Once a child undergoes a neuropsychological examination and is diagnosed with ASD, there are several early intervention treatments that may be used. Applied Behavior Analysis (ABA) encourages positive behaviors and discourages negative ones. Using this method, children may be taught to master a lesson by breaking it down into small tasks. Teachers and therapists use positive reinforcement to reward correct behaviors while incorrect ones are ignored.
Other therapies that may be employed as part of a successful treatment plan for children with ASD include occupational and physical therapies designed to treat the sensory processing disorders that present in children with autism. Such therapies use exposure to sound, touch, sight and movement to desensitize a child whose neural responses do not function normally. Speech therapy may be used to help children higher on the spectrum learn verbal communication skills; other children can learn to communicate needs and desires by pointing at pictures and symbols.
When to Include ASD Students in Mainstream Classrooms
For children who present at the high-functioning end of the spectrum, the classic “Asperger’s kids,” inclusion in a mainstream classroom is a good option. Special accommodations for children with ASD may include modifying homework and classroom assignments, providing extra time for assignments, and working with a special education specialist to devise lesson plans. Children with ASD may be taught in classrooms with a mainstream teacher who is also certified in special education.
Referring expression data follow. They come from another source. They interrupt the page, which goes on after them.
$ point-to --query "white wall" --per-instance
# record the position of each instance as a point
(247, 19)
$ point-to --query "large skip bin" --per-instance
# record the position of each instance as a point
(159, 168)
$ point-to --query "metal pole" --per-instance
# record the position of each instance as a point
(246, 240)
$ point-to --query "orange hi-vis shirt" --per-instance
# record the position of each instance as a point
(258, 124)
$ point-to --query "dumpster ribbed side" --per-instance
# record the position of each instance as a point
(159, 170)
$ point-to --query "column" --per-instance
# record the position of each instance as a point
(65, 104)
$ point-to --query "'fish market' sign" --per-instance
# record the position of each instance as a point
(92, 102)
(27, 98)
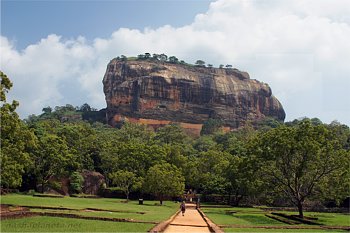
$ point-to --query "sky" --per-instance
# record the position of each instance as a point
(56, 52)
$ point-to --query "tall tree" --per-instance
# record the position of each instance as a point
(300, 159)
(17, 141)
(51, 158)
(164, 180)
(126, 181)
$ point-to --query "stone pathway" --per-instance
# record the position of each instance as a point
(191, 222)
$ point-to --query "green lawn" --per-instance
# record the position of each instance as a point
(151, 212)
(239, 216)
(329, 219)
(56, 224)
(246, 217)
(277, 230)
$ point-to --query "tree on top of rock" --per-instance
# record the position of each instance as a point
(200, 63)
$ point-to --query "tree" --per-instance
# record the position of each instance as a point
(164, 180)
(51, 158)
(155, 56)
(76, 182)
(163, 57)
(85, 108)
(242, 177)
(200, 63)
(17, 141)
(147, 55)
(47, 110)
(173, 59)
(126, 181)
(300, 159)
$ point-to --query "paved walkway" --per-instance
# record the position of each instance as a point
(191, 222)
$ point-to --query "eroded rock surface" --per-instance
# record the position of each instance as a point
(157, 93)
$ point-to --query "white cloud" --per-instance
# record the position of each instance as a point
(299, 47)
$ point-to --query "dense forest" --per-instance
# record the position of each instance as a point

Many students with autism, however, will not be able to succeed in a mainstream classroom setting. These children may have significant cognitive impairment, an extreme learning disability, or a physical disability in addition to ASD. In some cases the disorder may be so severe that the child has never learned to communicate verbally. For such children a special education classroom or institutional setting may be the only option.
Whatever early intervention therapy or teaching method is used to assist a child with ASD, clear communication among parents, teachers and therapists is essential. Students on the autism spectrum lack the ability to understand how their lack of social and communication skills affects their relationship with others, and careful examination of such students’ progress is necessary to make sure they are not being bullied or taken advantage of in peer interactions. Every opportunity must be made to help a child with ASD have a positive experience on which they can lay a foundation for future developmental growth.